One-day event will include all sorts of businesses and nonprofits
As Cloverdale’s downtown shifts, welcoming in new businesses and saying bye to old ones, one thing seems to be a constant — Cloverdale has a lot of passion for its businesses. This passion is the focus of the city’s sidewalk sale, entering into its second year. This year’s sidewalk sale will be held on Aug. 10, from 10 a.m. to 6 p.m.
“Last year there were people walking downtown, eating in the businesses, doing things they wouldn’t usually do,” said Neena Hanchett, executive director of the Cloverdale Chamber of Commerce.
Oftentimes, people get in the groove of just jumping on and off the freeway for their shopping needs, rather than patronizing local businesses, Hanchett said. The sidewalk sale hopes to temporarily counteract that, encouraging people from Cloverdale to explore businesses in town and people from outside of Cloverdale to head over and see what the city has to offer.
While it’s difficult for the chamber to track if businesses saw an increase in sales during last year’s event, Hanchett said that many participants experienced increased food traffic.
While sidewalk sales can sometimes put an emphasis on retail locations, Hanchett and Erin Turko, owner of Erin Mavis and the person who led the charge to create a Cloverdale sidewalk sale, both said that everyone is welcome to participate.
Last year, non-retail locations set up tables outside and were giving out water or engaging with the community in other ways.
Looking around the county, other cities have sidewalk sales that last longer than a day, stretching an entire weekend. Though that may seem enticing, Turko said that she doesn’t want to push Cloverdale to have a multi-day sidewalk sale.

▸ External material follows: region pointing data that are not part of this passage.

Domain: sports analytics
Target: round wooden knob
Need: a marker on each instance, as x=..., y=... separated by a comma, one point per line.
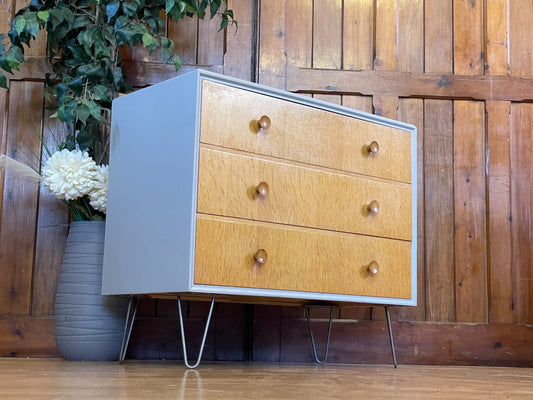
x=264, y=123
x=373, y=268
x=373, y=207
x=260, y=257
x=373, y=148
x=262, y=189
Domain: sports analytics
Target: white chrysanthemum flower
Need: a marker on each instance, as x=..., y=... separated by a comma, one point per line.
x=98, y=196
x=69, y=174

Since the city doesn’t currently have a huge retail base, most people interested in taking advantage of sidewalk sale deals can hit up every location in one day. In other cities like Petaluma, multiple blocks of retail locations can make it difficult to explore deals on a tight schedule, so a lengthier sale makes sense.
“In Cloverdale we don’t have that,” Turko said. “I don’t want to see it (the sidewalk sale) get diluted over a few days. I like the bigger impact of one day.”
If the downtown were to grow and more businesses were to pop up necessitating that need, Turko said that it would be great to get the sale to the point of needing to take place across the span of a few days.
That being said, both agreed that businesses who may want to use the entire weekend to promote sidewalk sale-specific deals are welcome to do so.
“It felt like there was a lot of activity (last year), and we want to capture that again,” Hanchett said.